Deep Neural Networks with Multi-Branch Architectures Are Intrinsically Less Non-Convex

Several recently proposed architectures of neural networks such as ResNeXt, Inception, Xception, SqueezeNet and Wide ResNet are based on the designing idea of having multiple branches and have demonstrated improved performance in many applications. We show that one cause for such success is due to the fact that the multi-branch architecture is less non-convex in terms of duality gap. The duality gap measures the degree of intrinsic non-convexity of an optimization problem: smaller gap in relative value implies lower degree of intrinsic non-convexity. The challenge is to quantitatively measure the duality gap of highly non-convex problems such as deep neural networks. In this work, we provide strong guarantees of this quantity for two classes of network architectures. For the neural networks with arbitrary activation functions, multi-branch architecture and a variant of hinge loss, we show that the duality gap of both population and empirical risks shrinks to zero as the number of branches increases.
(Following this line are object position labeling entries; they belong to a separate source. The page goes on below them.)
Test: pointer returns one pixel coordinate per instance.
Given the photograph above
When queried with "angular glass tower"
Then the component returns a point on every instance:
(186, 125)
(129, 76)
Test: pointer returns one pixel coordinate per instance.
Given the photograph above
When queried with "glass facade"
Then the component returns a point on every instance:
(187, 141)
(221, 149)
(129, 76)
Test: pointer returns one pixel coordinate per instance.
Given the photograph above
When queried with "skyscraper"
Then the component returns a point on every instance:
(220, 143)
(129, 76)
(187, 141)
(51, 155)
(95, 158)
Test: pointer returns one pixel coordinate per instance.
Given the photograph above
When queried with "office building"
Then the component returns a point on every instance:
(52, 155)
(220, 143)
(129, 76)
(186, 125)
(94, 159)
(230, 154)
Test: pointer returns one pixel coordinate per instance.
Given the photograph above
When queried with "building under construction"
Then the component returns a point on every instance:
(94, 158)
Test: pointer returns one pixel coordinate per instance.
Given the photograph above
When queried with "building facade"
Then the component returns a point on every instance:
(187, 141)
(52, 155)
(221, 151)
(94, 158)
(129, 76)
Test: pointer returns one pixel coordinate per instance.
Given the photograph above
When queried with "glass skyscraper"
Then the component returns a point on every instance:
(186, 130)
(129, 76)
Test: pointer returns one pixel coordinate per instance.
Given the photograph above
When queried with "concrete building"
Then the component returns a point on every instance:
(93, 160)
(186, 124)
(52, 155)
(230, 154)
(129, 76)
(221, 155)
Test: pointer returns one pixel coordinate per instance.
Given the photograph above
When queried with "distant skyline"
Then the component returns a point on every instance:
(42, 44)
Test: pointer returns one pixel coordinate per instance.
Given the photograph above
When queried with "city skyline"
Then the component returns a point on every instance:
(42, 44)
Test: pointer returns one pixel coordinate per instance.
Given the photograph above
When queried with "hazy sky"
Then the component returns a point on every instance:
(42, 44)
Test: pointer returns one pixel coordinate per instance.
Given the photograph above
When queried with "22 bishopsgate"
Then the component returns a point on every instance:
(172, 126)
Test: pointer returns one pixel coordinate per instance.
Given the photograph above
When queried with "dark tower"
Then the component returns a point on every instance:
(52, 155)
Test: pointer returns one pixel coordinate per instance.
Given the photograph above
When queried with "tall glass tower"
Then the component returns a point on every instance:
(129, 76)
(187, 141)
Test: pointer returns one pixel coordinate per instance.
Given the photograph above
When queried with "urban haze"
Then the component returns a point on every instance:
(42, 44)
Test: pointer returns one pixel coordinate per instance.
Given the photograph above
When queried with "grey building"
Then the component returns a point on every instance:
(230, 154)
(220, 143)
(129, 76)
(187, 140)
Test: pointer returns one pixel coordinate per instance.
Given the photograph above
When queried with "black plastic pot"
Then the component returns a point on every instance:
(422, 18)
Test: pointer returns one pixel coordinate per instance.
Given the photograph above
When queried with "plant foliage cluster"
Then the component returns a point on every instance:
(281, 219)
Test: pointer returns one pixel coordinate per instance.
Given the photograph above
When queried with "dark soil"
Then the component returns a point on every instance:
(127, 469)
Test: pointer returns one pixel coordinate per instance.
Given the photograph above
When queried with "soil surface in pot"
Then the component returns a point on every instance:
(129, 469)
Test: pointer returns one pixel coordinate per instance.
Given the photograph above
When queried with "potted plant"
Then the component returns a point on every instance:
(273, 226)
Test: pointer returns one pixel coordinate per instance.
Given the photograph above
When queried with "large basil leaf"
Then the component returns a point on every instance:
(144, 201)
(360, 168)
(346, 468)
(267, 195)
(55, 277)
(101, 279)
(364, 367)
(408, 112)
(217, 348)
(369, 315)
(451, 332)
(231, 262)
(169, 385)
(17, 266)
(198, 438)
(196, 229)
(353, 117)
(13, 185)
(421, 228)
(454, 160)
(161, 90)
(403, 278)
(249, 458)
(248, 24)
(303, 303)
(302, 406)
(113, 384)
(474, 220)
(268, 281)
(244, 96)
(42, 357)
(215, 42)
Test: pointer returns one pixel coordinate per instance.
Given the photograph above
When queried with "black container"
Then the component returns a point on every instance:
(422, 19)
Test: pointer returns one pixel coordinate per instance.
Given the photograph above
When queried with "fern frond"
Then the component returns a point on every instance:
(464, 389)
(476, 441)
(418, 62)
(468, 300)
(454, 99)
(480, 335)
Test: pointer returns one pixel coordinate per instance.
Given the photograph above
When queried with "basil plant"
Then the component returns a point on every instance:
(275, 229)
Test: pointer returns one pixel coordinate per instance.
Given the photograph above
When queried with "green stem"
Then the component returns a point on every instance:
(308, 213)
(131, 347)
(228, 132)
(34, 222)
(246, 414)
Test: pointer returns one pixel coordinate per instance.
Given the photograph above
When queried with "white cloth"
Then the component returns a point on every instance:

This result sheds light on better understanding the power of over-parametrization where increasing the number of branches tends to make the loss surface less non-convex. For the neural networks with linear activation function and $\ell_2$ loss, we show that the duality gap of empirical risk is zero. Our two results work for arbitrary depths, while the analytical techniques might be of independent interest to non-convex optimization more broadly. Experiments on both synthetic and real-world datasets validate our results.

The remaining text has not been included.